In summary, it is known that social isolation is deleterious to health, and Brummett et al. (1) add to and extend that knowledge, yet little is understood about why this is so, and hence, how we can promote social relationships and ties that are maximally health promotive. Here the authors, along with other researchers, have a major opportunity to generate new knowledge and understanding. I hope and trust they will in the near future. Such knowledge and understanding will provide a better guide for developing and testing intervention programs designed to reduce social isolation and improve health. These can most readily be developed in clinical populations like those studied by Brummett et al. (1), and need to be studied even as we learn more about how and why social isolation is deleterious for health. Without yet knowing exactly how and why cigarette smoking is damaging to health, much has been done to reduce it and ameliorate its effects. We should be able to do the same with social isolation.

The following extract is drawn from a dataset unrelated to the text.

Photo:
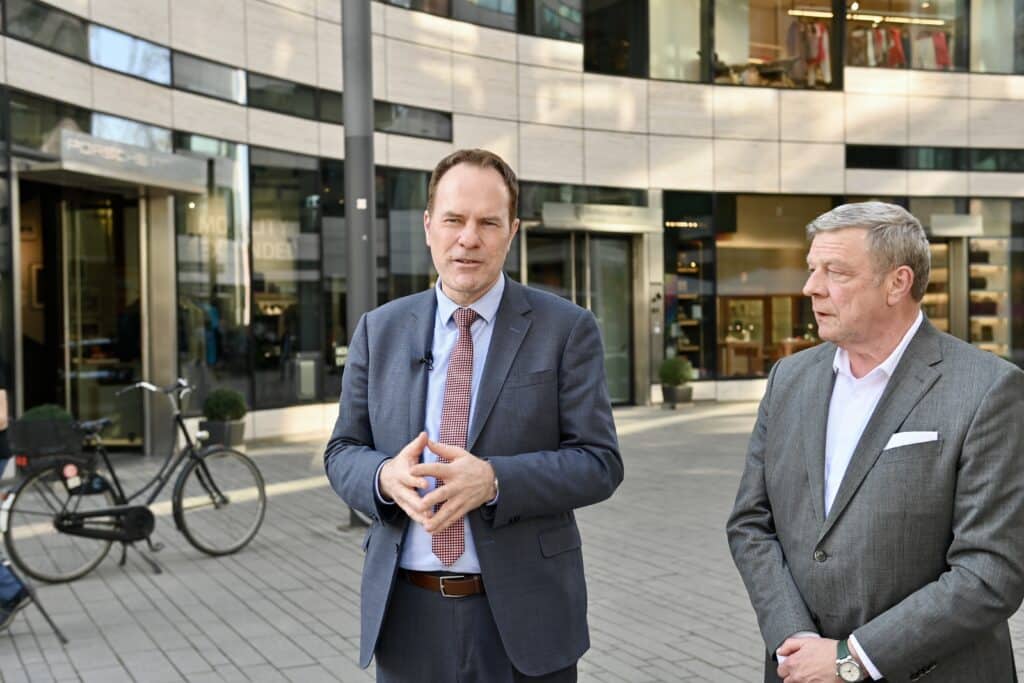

1. Brummett BH, Barefoot JC, Siegler IC, Clapp-Channing NE, Lytle BL, Bosworth HB, Williams RB Jr, Mark DB. Characteristics of socially isolated patients with coronary artery disease who are at elevated risk for mortality. Psychosom Med 2001; 63: 267–272.
2. House JS, Landis KR, Umberson D. Social relationships and health. Science 1988; 241: 540–5.
3. Berkman LF. The role of social relations in health promotion. Psychosom Med 1995; 57: 245–54.
4. Berkman LF, Glass T. Social integration, social networks, social support, and health. In: Berkman LF, Kawachi I, eds. Social Epidemiology. New York: Oxford; 2000.
5. Putnam R. Bowling alone: the collapse and revival of American community. New York: Simon & Schuster; 2000.
6. House JS. Work stress and social support. Reading, MA: Addison-Wesley; 1981.
7. Lynch JJ. The Broken Heart. New York: Basic Books; 1979.
8. Umberson D. Family status and health behaviors: social control as a dimension of social integration. J Health Soc Behav 1987; 28: 306–19.
9. Lincoln KS. Social Support, negative social interactions, and psychological well-being. Soc Serv Rev 2000;(June):231–52.